Sheeta and Pazu’s adventures take them through a dark cave illuminated by crystals, to a mighty stone fortress, through a terrifying thunderstorm, and finally to an eerie floating island (the titular castle), and along the way, Miyazaki and Studio Ghibli create some breathtaking moments, moments that truly reach that mythic quality the fairy tale is searching for. The garden at the heart of the castle, in particular, is a gorgeous, dreamlike locale, not quite as haunting as the otherworldly bathhouse of Spirited Away but damn close.
The plot, involving a magical kingdom, is more straightforward and commonplace than I expect from Miyazaki, but it’s well paced, and it takes a few interesting turns. Individually, Sheeta and Pazu aren’t particularly compelling heroes, certainly nothing like the intrepid Kiki of Kiki’s Delivery Service or bratty little Chihiro of Spirited Away, but they have a sweet rapport together, making the pair worth more than the sum of its parts.

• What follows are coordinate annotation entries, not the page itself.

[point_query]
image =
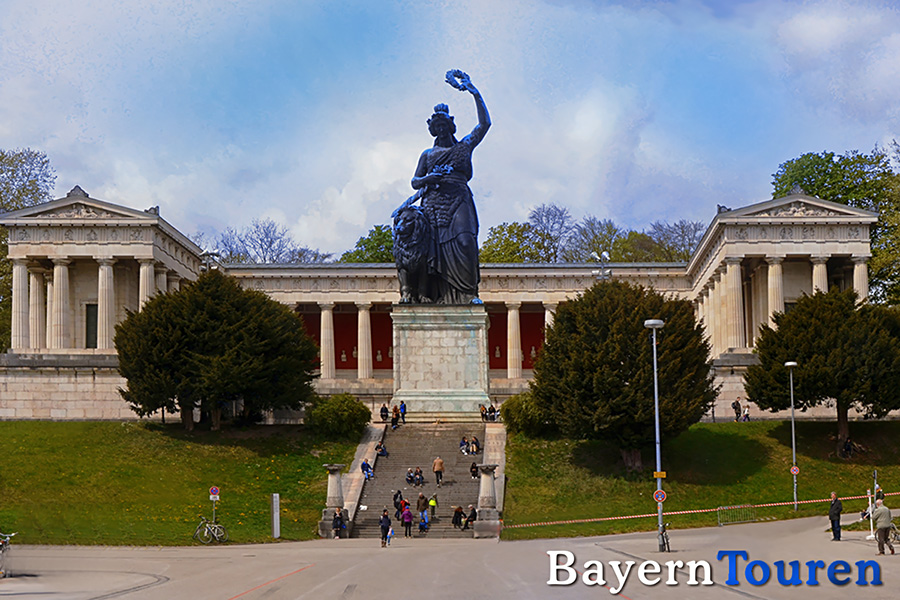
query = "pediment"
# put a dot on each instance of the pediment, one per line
(77, 206)
(796, 206)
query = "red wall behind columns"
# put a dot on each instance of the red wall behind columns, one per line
(382, 339)
(344, 339)
(497, 337)
(531, 326)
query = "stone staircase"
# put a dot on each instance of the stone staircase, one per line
(416, 445)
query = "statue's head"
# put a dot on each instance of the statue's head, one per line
(441, 119)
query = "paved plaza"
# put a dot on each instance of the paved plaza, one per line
(436, 569)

But it all comes back to that castle. Before the movie reached that small flying island, I was diverted but far from captivated, but the castle, with its lush gardens and the elegiac remnants of some long-lost civilization, soon had me spellbound. There, more than anywhere else, is where you see Miyazaki’s soon-to-be-realized promise. At the castle, he transcends cute and achieves that enchanting, shimmery grandeur that makes his later films so mysterious and so beautiful.